Frankly, it’s a great recommendation (assuming your content is good and consumer-centric), and I feel it’s as relevant today as it was when the discussion was started in the first place.
But for me, as I look at 2016 and beyond, I think we need to take it up another notch.
I think it’s time we started saying:
“See yourself as a production company.”
And when I say “production company,” I’m referring to the definition you’d find on a site like Wikepedia:
A production company provides the physical basis for works in the realms of the performing arts, new media art, film, television, radio, and video
Just look at the platforms and apps that are taking over the world:
- Facebook Live
What do they all have in common?
Everything is about the visual experience.
As a society, we want to see it. In fact, we want to feel like we’ve visually vetted something in its entirety before we even consider making a purchase.
How My Swimming Pool Company is Turning into a Video Production Company
I believe in this trend so much that it (video) has become the essential element of both of my companies, The Sales Lion and River Pools and Spas.
As an example with River Pools, later on this week we have our first dealer conference.
In this conference, fiberglass pool installers from around North America will be merging on our plant in Indianapolis and receiving two days of teaching/instruction.
In order to make the most of this event, we’ve set up the following:
- One person (our full time videographer) will be recording the entire event, with the purpose of turning the sessions into website content later on. He’ll also be creating video interviews with the dealers for social proof (so other dealers can vet us in the future). And finally, he’ll cut down all his footage from the 2 days and make a mini-documentary of the event—something that will also be turned into content for the website.
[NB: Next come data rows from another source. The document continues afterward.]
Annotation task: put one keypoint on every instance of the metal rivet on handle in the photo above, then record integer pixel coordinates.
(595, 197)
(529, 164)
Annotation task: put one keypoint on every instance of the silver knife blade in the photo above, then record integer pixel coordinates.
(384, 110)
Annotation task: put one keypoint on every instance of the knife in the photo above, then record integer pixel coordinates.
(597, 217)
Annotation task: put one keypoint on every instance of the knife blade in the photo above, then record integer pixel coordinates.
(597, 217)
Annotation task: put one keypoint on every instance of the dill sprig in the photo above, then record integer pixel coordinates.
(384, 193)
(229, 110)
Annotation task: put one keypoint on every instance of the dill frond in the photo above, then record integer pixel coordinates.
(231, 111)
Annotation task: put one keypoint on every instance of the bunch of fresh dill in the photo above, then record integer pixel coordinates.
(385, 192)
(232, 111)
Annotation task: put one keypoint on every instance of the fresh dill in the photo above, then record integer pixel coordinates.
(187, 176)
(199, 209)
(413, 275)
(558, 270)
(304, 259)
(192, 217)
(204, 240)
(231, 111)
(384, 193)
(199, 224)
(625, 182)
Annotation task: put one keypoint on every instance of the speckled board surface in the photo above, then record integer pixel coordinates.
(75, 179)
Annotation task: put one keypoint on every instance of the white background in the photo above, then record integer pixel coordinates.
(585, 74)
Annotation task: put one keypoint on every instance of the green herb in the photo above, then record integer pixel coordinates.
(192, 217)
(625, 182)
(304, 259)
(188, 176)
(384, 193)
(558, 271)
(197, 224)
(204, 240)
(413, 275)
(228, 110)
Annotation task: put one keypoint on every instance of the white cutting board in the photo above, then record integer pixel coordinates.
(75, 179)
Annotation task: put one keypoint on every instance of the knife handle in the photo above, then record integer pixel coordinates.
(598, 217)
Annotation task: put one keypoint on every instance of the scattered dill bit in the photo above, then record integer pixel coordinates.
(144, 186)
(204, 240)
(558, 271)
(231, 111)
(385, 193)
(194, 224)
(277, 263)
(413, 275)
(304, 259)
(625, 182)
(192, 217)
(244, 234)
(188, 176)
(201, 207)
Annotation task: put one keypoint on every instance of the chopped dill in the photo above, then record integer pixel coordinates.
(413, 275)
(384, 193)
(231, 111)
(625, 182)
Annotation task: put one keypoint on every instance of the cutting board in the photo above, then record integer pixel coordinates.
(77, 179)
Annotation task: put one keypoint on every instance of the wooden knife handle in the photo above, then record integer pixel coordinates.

- Another person will be taking photos full time, the best of which will be added to the website, published on social media, used for point of sale elements, etc.
- Finally, we’ll have another person live-streaming the event. Specifically, this person will be leveraging Facebook Live so dealers and general followers can “be a part of the experience” without actually being in attendance.
In review, that’s three people working full time over the course of two days on the video/visual element of our brand.
But boy will it be worth it.
And it’s stuff like this that will make us the largest fiberglass pool builder in the world within 7 years.
As a team, we’re looking to change an industry and frankly turn it on its head. Without an “all-in” focus on the video side of the business, this goal is unattainable.
Content Shadows and Gary Vaynerchuk
It wasn’t too long ago that Gary Vaynerchuk stated that he saw a time coming when most CEOs would have a “content person” with them at all times—someone there to record their thoughts/actions and repurpose it into web content at the drop of a hat.
At the time, a lot of folks thought he was crazy and had gone a little “overboard” with his prediction.
But now look at the popularity of the Daily Vee Show on YouTube. (note: the following video has strong language)
That mini-documentary is as enlightening and telling as anything he’s ever done, and has already had a massive impact on his brand.
This doesn’t even account for what he’s doing on Facebook Live and Snapchat.
In my opinion, not only was Gary right about having what I’ll call a “content shadow,” but I think this form of visual storytelling is only going to increase.
More brands are going do it.
More consumers are going to consume it.
More companies are going to offer it.
And everyone sure as heck better be engaged in it—if they want their business and brand to stay on top.
So my question for you is:
Are you ready to go all in with the visual/video side of your business?
Do you have at least one person on staff whose singular job is to produce this content?
If not, the time is now.
Don’t just tell it. Show it. Show it on multiple platforms. And show it really, really well.